The correct option is (C) : \(\frac{7}{24}\)

Answer 2

Let \(\theta = \sin^{-1}\left(\frac{7}{25}\right)\). This means \(\sin(\theta) = \frac{7}{25}\).

We want to find \(\tan(\theta)\).

We know that \(\sin(\theta) = \frac{\text{opposite}}{\text{hypotenuse}}\). So, we can consider a right triangle where the opposite side is 7 and the hypotenuse is 25.

Let the adjacent side be \(a\). Using the Pythagorean theorem, we have \(a^2 + 7^2 = 25^2\), so \(a^2 + 49 = 625\), which means \(a^2 = 576\).
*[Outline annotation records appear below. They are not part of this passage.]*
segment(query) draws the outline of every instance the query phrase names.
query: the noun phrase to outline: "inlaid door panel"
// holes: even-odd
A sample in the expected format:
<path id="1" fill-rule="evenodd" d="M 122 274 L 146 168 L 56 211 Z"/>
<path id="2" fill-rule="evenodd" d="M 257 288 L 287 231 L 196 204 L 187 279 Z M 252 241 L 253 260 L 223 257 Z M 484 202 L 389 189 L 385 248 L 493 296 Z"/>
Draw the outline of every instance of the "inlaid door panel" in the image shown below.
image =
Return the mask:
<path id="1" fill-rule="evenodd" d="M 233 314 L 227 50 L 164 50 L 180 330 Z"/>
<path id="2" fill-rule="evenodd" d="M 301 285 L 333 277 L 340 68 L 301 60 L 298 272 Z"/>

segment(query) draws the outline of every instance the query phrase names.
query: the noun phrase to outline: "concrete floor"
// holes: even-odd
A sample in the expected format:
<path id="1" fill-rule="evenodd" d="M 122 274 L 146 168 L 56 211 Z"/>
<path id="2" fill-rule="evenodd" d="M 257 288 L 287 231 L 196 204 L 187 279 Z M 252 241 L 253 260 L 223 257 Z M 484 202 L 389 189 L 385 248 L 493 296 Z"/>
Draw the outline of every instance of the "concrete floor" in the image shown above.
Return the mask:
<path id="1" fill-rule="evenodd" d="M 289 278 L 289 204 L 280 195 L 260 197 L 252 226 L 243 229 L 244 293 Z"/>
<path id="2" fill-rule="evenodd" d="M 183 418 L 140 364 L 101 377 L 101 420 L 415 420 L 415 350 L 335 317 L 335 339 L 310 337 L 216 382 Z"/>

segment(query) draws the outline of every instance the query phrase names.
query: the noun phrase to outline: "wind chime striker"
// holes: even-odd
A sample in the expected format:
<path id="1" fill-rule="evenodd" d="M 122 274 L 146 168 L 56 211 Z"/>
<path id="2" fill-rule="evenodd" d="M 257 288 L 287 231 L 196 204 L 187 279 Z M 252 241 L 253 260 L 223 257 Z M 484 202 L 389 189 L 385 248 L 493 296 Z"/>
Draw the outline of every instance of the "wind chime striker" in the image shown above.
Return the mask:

Taking the square root, we get \(a = \sqrt{576} = 24\). Since \(\theta = \sin^{-1}\left(\frac{7}{25}\right)\), \(-\frac{\pi}{2} \le \theta \le \frac{\pi}{2}\), which means \(\theta\) is in the first or fourth quadrant. Since \(\sin \theta > 0\), \(\theta\) is in the first quadrant, therefore \(a\) must be positive.

Then, \(\tan(\theta) = \frac{\text{opposite}}{\text{adjacent}} = \frac{7}{24}\).

Therefore, \(\tan\left(\sin^{-1}\left(\frac{7}{25}\right)\right) = \frac{7}{24}\).